The New York Times front section on Dec. 27, 2014 covered Helpern Architects’ renovation of the Nave of Sterling Memorial Library at Yale University. David Dunlap, one of the Times’ long-standing reporters, wrote about his visit to the Library. The half-page piece includes a video interview with University Librarian Susan Gibbons and pictures by a Times photographer who came with Mr. Dunlap for the afternoon’s tour.
Obviously impressed, Mr. Dunlap, a Yale graduate, reported: “The work … revealed just how spectacular Sterling must have looked when it opened. Stained-glass and ceiling vaults, colors and contrasts, coffers and carvings and gilding that had all but disappeared under 80 years or pollutants and grime have jumped back to life.”

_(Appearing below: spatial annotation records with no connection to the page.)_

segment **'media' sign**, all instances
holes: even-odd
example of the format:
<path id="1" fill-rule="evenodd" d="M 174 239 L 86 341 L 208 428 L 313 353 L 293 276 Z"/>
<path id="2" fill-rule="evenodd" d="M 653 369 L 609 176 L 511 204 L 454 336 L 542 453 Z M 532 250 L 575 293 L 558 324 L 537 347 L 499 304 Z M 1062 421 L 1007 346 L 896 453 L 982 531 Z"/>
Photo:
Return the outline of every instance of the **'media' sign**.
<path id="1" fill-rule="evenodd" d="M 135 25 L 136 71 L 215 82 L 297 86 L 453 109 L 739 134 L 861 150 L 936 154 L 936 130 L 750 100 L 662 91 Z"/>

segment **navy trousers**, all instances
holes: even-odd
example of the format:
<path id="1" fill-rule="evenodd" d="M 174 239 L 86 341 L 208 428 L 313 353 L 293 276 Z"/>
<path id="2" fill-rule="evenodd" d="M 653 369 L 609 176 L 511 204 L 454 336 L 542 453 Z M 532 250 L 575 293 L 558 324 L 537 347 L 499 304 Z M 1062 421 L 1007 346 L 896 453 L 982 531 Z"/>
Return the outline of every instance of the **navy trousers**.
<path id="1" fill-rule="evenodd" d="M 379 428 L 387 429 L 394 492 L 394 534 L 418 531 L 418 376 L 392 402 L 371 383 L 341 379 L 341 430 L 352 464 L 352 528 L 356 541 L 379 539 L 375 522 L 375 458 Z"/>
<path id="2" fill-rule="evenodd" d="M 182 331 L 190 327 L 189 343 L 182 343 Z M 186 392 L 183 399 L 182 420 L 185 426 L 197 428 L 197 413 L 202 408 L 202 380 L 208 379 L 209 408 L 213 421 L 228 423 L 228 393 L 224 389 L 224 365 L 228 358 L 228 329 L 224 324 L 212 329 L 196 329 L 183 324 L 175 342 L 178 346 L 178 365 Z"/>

Making clear that restoring but also updating the building wasn’t simple, he questioned David Helpern about “the biggest challenge.” He answered that it was the air conditioning. “The walls are pure masonry – stone on stone – with few hollow spaces through which to thread new ductwork and equipment,” he explained.
The Times article also answered questions that Mr. Dunlap must have long wondered: Was the Rogers choice of the Collegiate Gothic style valid [rather than Modernist]? Why did Rogers create what at first sight is a liturgical space that turns out to be a “cathedral of knowledge”? Susan Gibbons answered that there is no confusion: “That metaphor seems to resonate quite well with [the students].”
For Helpern Architects, bringing Yale’s most iconic building back to life was an important project. As part of the project mission, the firm recaptured both the essence of the original James Gamble Rogers design  as a space to study and do research, and also, as Ms. Gibbons enthused, turned the Nave into “a destination rather than a passageway.”